It's good fun watching the metamorphosis... Good to know springers have longer faces and ears. At least I will have something to say when someone is adamant he's springer! We adore him and he's simply a fun intelligent pup!


----------



## tinal38 (Aug 8, 2011)

Denee - I had a groomer think Chip was a cocker spaniel when I first got him cut. He told me Chip would never look cockapoo, but he is filling out very nicely now. Hang in there. Love the colors of Mielo!!!


----------



## Pollypiglet (Oct 22, 2011)

From what I have seen on this site most puppies seem to look more like a spaniel than a poodle but the the coat change happens and it is a bit of a lottery. Anyway whatever he is he is your best boy and that is what counts! You know what he is you could always get a dog coat with " I am a cockapoo!" stitched on it to prevent any confusion.


----------



## ali-s.j. (Jun 6, 2011)

Mick's Milo was often mistaken for a retriever pup when he was younger


----------



## Dee123 (Aug 20, 2011)

Amazing how different they look as pups and adults. Really interesting catalogue on My Dogs Life blog. Milo is now getting quite wavy and darker roan. Should be good fun at the park tomorrow....


----------



## RuthMill (Jun 30, 2012)

Probably a long shot but I would love to see Milo now!

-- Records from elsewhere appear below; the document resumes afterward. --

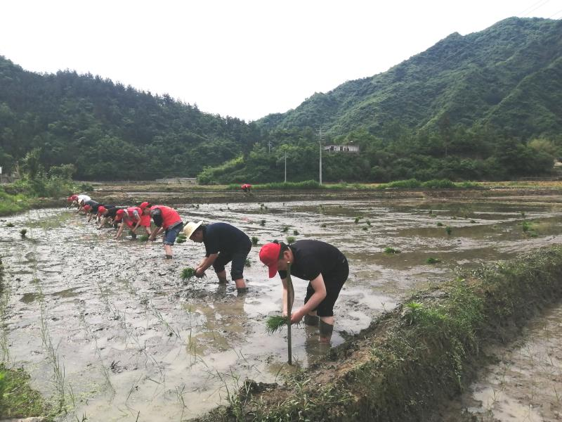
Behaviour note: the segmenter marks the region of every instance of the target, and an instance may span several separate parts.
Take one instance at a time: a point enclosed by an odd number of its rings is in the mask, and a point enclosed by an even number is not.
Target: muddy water
[[[507,258],[562,241],[562,207],[525,202],[314,201],[176,207],[184,219],[231,223],[259,245],[292,236],[339,248],[350,278],[336,304],[332,345],[366,327],[412,290],[439,283],[457,266]],[[523,231],[523,219],[529,222]],[[14,227],[7,227],[10,222]],[[445,227],[450,227],[447,234]],[[20,230],[27,229],[25,238]],[[24,366],[33,385],[90,421],[179,421],[227,399],[245,378],[282,381],[324,359],[313,329],[268,335],[264,320],[281,308],[278,279],[258,258],[246,269],[250,292],[179,276],[204,253],[188,242],[163,259],[159,242],[113,239],[66,210],[34,210],[0,222],[6,267],[0,351]],[[400,253],[386,254],[385,248]],[[429,264],[428,258],[438,259]],[[306,282],[294,279],[296,304]],[[64,395],[61,392],[64,391]]]
[[[562,307],[546,312],[508,347],[492,350],[498,362],[448,404],[444,421],[473,415],[482,422],[554,422],[562,419]]]

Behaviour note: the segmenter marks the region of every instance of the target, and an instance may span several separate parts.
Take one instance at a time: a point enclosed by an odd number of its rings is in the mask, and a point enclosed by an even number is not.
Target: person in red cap
[[[121,237],[123,233],[123,229],[125,226],[128,226],[131,229],[131,236],[133,238],[136,238],[136,229],[140,225],[140,215],[142,211],[138,207],[129,207],[126,210],[119,210],[115,214],[116,222],[122,221],[121,226],[117,230],[117,234],[115,235],[115,238],[118,239]],[[145,227],[146,229],[146,227]]]
[[[156,236],[164,231],[164,253],[166,260],[171,260],[171,247],[176,241],[181,229],[183,229],[183,222],[181,221],[180,215],[170,207],[165,205],[152,205],[150,203],[143,203],[143,214],[148,215],[152,219],[157,229],[155,229],[148,238],[154,241]]]
[[[297,241],[291,245],[275,241],[262,246],[259,259],[268,266],[270,279],[279,272],[283,283],[284,315],[287,314],[289,264],[292,276],[308,280],[304,305],[293,311],[291,323],[304,317],[306,324],[319,326],[320,341],[329,343],[334,331],[334,304],[349,275],[345,255],[335,246],[320,241]]]
[[[251,185],[247,183],[240,185],[240,188],[244,192],[249,192],[251,190]]]
[[[111,223],[112,224],[115,220],[117,211],[123,209],[122,207],[116,207],[115,205],[100,205],[98,208],[98,214],[100,218],[103,217],[103,219],[102,219],[100,225],[98,226],[98,230],[103,227],[105,223],[110,222],[110,220],[111,220]]]

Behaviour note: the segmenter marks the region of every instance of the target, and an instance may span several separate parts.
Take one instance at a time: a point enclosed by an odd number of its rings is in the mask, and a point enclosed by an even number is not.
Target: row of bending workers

Beautiful coat, really unique and I would love to see how it grew out. Dee if you are about, give us an update please


----------



## redessa (Nov 11, 2013)

Daisy usually gets mistaken for a Goldendoodle. If her coat gets any curlier as she gets older, she's going to start looking like a straight poodle.


----------



## fairlie (Sep 7, 2013)

Can we see more photos of the beautiful daisy please.


----------



## redessa (Nov 11, 2013)

fairlie said:


> Can we see more photos of the beautiful daisy please.


Sure thing! I just posted a couple over in the Cockapoo pictures forum titled Daisy and the quilt.


----------